I fired a therapist who had a nasty habit of treating me the way his abusive parents treated him, and erasing memories of these incidents. The group had no power to stand up to this wounded authority figure because they lacked insight into the process of how one is attracted to the wounding authority figure the way an abused woman stays with an abusive man: she wants him to change because she is fighting the old battle from childhood instead of recognizing that being treated properly has a real payoff - her cognitive emotional filters don't give her the same payoff as a girl who was admired and allowed to express love toward women and men rather than erased and caused pain. I see the same adaptive process at work in all human interactions and no one has complete control over the natural adaptive properties of the human body and brain. Sometimes for me it is like watching a tragedy in slow motion.

Changing behavior does not change one's cognitive filters. A criminal typically refrains from crime in situations where the odds are high of getting punished. This ability to behave according to the accepted or lawful norm does not reduce the impulse to harm others when one can get away with it. Many parents mistreat their children in privacy or have aggressive control issues over small children, but act normal in public. Thus there are patterns of cognitive filters and behavior at work.

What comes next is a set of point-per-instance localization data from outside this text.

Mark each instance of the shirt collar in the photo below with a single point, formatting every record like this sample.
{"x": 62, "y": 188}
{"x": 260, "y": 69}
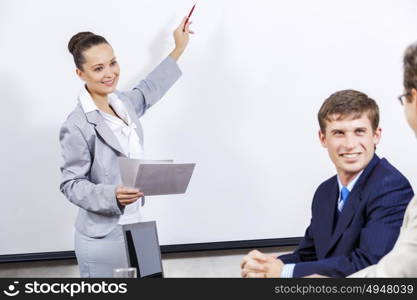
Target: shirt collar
{"x": 87, "y": 102}
{"x": 351, "y": 184}
{"x": 89, "y": 105}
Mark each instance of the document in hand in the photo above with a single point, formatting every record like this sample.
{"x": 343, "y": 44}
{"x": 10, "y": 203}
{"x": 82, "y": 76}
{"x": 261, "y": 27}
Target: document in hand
{"x": 156, "y": 177}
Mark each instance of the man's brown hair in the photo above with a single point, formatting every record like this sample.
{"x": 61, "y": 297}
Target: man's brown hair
{"x": 348, "y": 103}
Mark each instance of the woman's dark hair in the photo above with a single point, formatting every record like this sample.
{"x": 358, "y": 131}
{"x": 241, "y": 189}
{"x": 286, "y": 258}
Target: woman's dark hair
{"x": 410, "y": 67}
{"x": 81, "y": 42}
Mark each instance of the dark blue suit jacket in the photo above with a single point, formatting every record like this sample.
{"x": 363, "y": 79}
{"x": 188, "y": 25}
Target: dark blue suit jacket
{"x": 365, "y": 230}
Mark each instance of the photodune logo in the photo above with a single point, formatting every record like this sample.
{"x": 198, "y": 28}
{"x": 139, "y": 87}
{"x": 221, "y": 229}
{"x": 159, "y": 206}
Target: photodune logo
{"x": 11, "y": 291}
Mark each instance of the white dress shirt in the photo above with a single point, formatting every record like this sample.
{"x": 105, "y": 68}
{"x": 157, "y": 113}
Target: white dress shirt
{"x": 124, "y": 130}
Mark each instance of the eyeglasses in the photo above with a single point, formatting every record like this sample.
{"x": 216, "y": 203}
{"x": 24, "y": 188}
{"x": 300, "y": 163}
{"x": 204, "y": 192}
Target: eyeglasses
{"x": 403, "y": 97}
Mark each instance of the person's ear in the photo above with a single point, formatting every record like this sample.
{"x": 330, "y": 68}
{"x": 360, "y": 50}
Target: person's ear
{"x": 322, "y": 138}
{"x": 80, "y": 73}
{"x": 413, "y": 96}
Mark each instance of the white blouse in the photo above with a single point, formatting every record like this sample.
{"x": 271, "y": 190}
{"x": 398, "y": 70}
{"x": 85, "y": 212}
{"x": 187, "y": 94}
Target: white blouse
{"x": 124, "y": 130}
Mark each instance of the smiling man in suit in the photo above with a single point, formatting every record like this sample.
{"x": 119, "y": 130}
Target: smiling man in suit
{"x": 356, "y": 214}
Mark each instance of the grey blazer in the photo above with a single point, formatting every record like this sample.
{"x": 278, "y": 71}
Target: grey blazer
{"x": 90, "y": 172}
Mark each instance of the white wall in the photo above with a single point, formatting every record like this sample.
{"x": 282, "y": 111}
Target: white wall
{"x": 255, "y": 75}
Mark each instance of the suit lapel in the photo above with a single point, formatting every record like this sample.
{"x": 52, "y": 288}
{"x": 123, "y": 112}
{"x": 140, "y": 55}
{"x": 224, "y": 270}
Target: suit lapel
{"x": 103, "y": 130}
{"x": 352, "y": 204}
{"x": 328, "y": 208}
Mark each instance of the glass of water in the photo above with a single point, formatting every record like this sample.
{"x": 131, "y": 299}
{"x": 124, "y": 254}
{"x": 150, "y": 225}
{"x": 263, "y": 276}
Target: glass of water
{"x": 125, "y": 273}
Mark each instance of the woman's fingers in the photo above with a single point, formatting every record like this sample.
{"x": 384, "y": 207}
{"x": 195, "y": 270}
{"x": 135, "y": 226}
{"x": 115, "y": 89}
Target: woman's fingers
{"x": 126, "y": 196}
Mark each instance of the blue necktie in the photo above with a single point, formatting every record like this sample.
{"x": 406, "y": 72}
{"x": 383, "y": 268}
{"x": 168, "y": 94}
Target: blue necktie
{"x": 344, "y": 194}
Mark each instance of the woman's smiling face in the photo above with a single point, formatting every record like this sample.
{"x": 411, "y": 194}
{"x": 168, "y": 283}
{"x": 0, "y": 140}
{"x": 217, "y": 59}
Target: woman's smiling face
{"x": 100, "y": 70}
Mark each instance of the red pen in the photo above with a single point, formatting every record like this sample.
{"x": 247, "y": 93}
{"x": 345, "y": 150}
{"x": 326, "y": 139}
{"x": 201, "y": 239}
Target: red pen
{"x": 189, "y": 16}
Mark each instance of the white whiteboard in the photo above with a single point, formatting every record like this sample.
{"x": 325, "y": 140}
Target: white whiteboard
{"x": 255, "y": 75}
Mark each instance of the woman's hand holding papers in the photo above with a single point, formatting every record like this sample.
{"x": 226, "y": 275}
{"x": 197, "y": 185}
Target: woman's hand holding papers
{"x": 127, "y": 196}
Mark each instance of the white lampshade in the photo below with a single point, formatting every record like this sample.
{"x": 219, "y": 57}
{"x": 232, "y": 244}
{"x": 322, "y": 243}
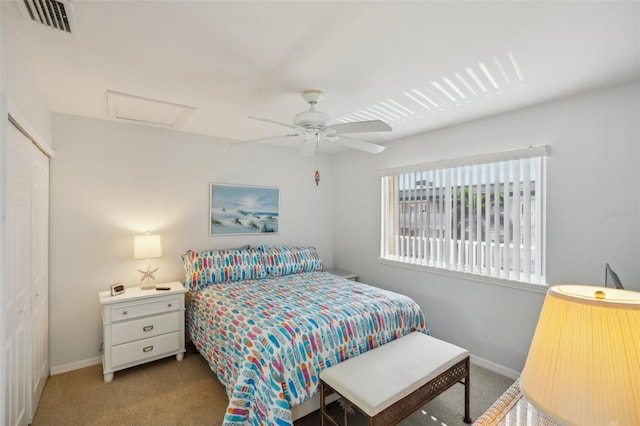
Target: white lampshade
{"x": 146, "y": 246}
{"x": 583, "y": 365}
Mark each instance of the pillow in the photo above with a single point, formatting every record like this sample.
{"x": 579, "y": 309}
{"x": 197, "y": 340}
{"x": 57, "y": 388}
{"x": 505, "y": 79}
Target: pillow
{"x": 285, "y": 260}
{"x": 219, "y": 266}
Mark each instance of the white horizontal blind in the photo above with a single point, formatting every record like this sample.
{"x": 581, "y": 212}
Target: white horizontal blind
{"x": 483, "y": 218}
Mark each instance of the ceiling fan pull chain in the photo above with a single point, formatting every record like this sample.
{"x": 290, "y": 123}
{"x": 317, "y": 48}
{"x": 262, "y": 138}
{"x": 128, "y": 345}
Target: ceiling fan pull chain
{"x": 317, "y": 174}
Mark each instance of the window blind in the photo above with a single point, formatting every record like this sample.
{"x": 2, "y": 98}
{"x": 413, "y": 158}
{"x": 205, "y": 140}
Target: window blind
{"x": 482, "y": 215}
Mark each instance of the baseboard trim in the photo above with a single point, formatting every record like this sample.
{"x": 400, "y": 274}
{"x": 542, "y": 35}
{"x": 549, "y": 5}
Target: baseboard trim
{"x": 480, "y": 362}
{"x": 75, "y": 365}
{"x": 496, "y": 368}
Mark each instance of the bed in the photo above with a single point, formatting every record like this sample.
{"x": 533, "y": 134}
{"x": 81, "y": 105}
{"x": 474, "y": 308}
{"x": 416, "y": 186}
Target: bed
{"x": 269, "y": 319}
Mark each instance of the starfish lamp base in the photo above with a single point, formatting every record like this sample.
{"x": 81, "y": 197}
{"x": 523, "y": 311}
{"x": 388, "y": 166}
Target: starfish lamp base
{"x": 148, "y": 275}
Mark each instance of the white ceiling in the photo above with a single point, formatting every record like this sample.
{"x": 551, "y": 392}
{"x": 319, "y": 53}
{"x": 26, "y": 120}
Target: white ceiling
{"x": 230, "y": 60}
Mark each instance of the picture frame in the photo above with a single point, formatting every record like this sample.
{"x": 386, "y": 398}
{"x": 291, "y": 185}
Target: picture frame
{"x": 241, "y": 210}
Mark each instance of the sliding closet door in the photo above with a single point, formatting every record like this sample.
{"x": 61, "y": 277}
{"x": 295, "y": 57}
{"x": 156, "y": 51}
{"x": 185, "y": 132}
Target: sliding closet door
{"x": 26, "y": 289}
{"x": 16, "y": 289}
{"x": 39, "y": 281}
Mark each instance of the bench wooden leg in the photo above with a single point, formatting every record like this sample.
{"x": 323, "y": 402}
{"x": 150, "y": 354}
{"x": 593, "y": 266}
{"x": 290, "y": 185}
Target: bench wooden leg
{"x": 467, "y": 394}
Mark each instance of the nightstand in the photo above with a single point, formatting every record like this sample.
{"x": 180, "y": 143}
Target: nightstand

Stuart Schneiderman said...

I wrote two books about the differences between shame and guilt. You might want to consult them.

Anonymous said...

Centuries ago the philosopher Baruch Spinoza provided a reductionist model of emotion which conforms to my experience. Spinoza wrote: emotion is a feeling of desire, pleasure, or pain accompanied by an idea about its cause. The causal ideas evoke muscle-memories including speech and gestures because we are social animals (apes) who learn via interaction with others from an early age.

Guilt means, "I am in pain and its my fault."

Shame means, "I am in pain and I'm not good enough to make it stop."

A therapeutic (healing) process requires not only a change in behavior but a corresponding change in the content of one's ideas triggered autonomously in the body/brain. When it permits a person to transform his or her experience from one dominated by pain to one dominated by authentic pleasure in commonly recurrent social context then I would refer to the healing process as unshaming.

Stuart Schneiderman said...

As I said, you should read what I have written about shame and guilt. Your definitions are clearly inadequate.

Anonymous said...

In your emotional judgment the definitions I articulated are clearly inadequate. But to decide whether my definitions are adequate or inadequate I infer from my experience that you must be experience some mixture of pleasure and pain while reading my words above (even if you are not conscious of the process while I am aware of such process). Therefore in my emotional judgment my definitions are adequate.

Ignatius Acton Chesterton OCD said...

And now we see the limits of subjectivism.